Manifeste des survivantes pour un monde sans prostitution
  • Nous, survivantes de la prostitution ainsi que celles d’entre nous qui sommes encore exploitées dans l’industrie du sexe, déclarons que la prostitution est une forme de violence envers les femmes.
  • Nous clamons haut et fort que la prostitution n’est rien d’autre qu’une forme d’exploitation sexuelle, l’une des pires formes permettant de perpétuer l’inégalité effarante et historique des femmes, et une violation de nos droits les plus fondamentaux.
  • Nous n’avons pas un beau jour « choisi » d’entrer dans l’industrie du sexe, c’est plutôt elle qui nous a choisi en se servant, entre autres, de notre pauvreté, de nos passés empreints d’abus sexuels, des proxénètes qui ont su deviner et profiter de nos vulnérabilités et des hommes qui, en toute impunité et avec l’accord de la société canadienne, nous ont achetées.
  • Nous nous opposons fermement au jugement Bedford c./ Canada, qui ne se préoccupe pas du tout des femmes les plus pauvres et les plus vulnérables en plus de faire fi de la troublante surreprésentation des femmes autochtones qui se retrouvent dans les rues de plusieurs provinces canadiennes.
  • Nous nous opposons également fermement à toute légalisation subséquente de la prostitution. La prostitution doit être éliminée. Elle ne doit pas être légalisée, ni totalement décriminalisée et encore moins être promue comme « un travail comme un autre » ou une alternative économique souhaitable.
  • Nous réclamons la décriminalisation de toutes les femmes exploitées dans l’industrie du sexe, car notre condition s’est empirée à cause de lois et de politiques qui nous ont traitées et nous traitent encore comme des criminelles, des citoyennes de seconde classe qui méritent bien ce qui leur arrive.
  • Nous dénonçons les clients-prostitueurs, les proxénètes, les gérants et les propriétaires d’agences, de clubs de danseuses, de salons de massage, de bordels qui agissent en toute impunité. Notre condition ne cesse de s’aggraver dans les clubs de danseuses depuis la légalisation des danses contact. Elle s’aggrave également quand les municipalités et les provinces octroient des permis à des établissements voués à la prostitution accordant du même coup une protection légale aux proxénètes, aux clients-prostitueurs et à l’industrie du sexe.
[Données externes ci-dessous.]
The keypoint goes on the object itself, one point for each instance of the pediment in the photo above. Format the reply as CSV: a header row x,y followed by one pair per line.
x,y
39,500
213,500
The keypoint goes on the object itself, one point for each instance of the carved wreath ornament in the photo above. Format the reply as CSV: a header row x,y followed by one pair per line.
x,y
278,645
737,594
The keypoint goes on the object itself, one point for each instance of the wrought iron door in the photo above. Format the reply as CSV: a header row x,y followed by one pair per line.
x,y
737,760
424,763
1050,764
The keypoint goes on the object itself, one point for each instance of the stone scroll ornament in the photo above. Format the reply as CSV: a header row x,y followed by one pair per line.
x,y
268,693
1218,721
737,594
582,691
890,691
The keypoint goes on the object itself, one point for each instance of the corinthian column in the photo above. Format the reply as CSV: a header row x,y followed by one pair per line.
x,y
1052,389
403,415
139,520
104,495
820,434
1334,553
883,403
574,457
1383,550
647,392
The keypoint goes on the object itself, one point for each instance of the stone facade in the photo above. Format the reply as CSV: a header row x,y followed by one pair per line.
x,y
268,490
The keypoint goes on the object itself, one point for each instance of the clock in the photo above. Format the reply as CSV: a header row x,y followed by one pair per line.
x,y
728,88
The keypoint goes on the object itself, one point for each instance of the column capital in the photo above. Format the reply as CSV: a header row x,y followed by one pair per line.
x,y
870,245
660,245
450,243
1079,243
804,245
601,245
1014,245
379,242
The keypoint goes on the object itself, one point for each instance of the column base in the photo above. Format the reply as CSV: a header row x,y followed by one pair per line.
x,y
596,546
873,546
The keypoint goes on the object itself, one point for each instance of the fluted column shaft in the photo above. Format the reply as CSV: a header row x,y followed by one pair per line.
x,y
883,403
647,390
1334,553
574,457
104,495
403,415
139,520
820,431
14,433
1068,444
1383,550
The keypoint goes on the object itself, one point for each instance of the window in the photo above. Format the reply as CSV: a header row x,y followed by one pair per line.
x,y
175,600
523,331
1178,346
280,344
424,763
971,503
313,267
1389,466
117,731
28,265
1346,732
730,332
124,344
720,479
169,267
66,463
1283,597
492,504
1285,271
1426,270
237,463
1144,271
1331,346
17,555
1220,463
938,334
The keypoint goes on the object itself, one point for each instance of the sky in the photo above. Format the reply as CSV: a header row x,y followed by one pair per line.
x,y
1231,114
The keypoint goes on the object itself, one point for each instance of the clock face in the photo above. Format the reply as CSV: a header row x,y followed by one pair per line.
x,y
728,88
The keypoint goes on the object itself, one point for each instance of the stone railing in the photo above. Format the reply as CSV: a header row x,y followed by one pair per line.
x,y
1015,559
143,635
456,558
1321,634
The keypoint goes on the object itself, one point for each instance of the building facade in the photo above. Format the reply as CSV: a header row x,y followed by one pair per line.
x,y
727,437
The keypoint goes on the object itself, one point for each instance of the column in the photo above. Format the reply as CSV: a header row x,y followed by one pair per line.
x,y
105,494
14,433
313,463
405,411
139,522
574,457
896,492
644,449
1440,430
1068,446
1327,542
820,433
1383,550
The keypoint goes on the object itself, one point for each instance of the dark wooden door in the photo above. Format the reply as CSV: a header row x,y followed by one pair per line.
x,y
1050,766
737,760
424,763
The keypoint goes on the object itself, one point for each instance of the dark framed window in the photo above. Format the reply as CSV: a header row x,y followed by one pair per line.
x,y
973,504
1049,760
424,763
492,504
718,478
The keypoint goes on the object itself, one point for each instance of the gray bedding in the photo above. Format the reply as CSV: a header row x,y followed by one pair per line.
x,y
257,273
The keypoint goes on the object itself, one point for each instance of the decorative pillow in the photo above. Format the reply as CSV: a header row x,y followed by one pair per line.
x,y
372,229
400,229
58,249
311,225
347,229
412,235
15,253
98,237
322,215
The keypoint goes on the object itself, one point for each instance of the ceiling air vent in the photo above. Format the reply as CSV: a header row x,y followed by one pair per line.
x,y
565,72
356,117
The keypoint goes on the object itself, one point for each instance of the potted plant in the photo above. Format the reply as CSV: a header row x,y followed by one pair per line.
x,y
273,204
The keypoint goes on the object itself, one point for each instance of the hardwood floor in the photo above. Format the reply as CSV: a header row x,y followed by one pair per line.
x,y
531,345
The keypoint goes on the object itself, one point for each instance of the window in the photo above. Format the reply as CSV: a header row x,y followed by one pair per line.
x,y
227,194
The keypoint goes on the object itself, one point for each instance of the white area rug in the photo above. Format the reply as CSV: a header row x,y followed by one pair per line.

  • Nous exigeons que le lobby pro « travail du sexe » cesse immédiatement de s’improviser porte-parole de toutes les femmes qui ont été exploitées dans l’industrie du sexe et de celles qui le sont encore.
  • Nous refusons qu’il continue de parler en notre nom, car ce lobby se complait à ignorer la majorité dont nous faisons partie. Il nous ignore et invalide notre parole parce que nous sommes toutes très critiques de l’industrie du sexe et que nous en dénonçons la violence inhérente. La masturbation intellectuelle à laquelle se prêtent certaines personnes, soi-disant solidaires des femmes, doit immédiatement cesser.
  • Nous réfutons l’idée que nous ayons été ou que nous sommes des travailleuses du sexe. La réalité que cette expression dissimule nous donne froid dans le dos. Que croyait le lobby pro « travail du sexe »? Qu’en inventant une nouvelle expression, tel un coup de baguette magique, l’exploitation et la violence dont nous avons été victimes se transformeraient en travail ? Non, non et non, il ne suffit pas d’avoir de nouvelles expressions à la mode pour effacer l’inavouable, l’inexplicable.
  • Nous réaffirmons que la prostitution n’est ni un travail, ni un métier, ni une profession.
  • Nous exigeons des politiques sociales et économiques qui permettront de prévenir l’entrée dans la prostitution et qui soutiendront toutes celles qui désirent quitter la prostitution.
  • Nous sommons finalement le gouvernement canadien d’agir et d’adopter le modèle scandinave.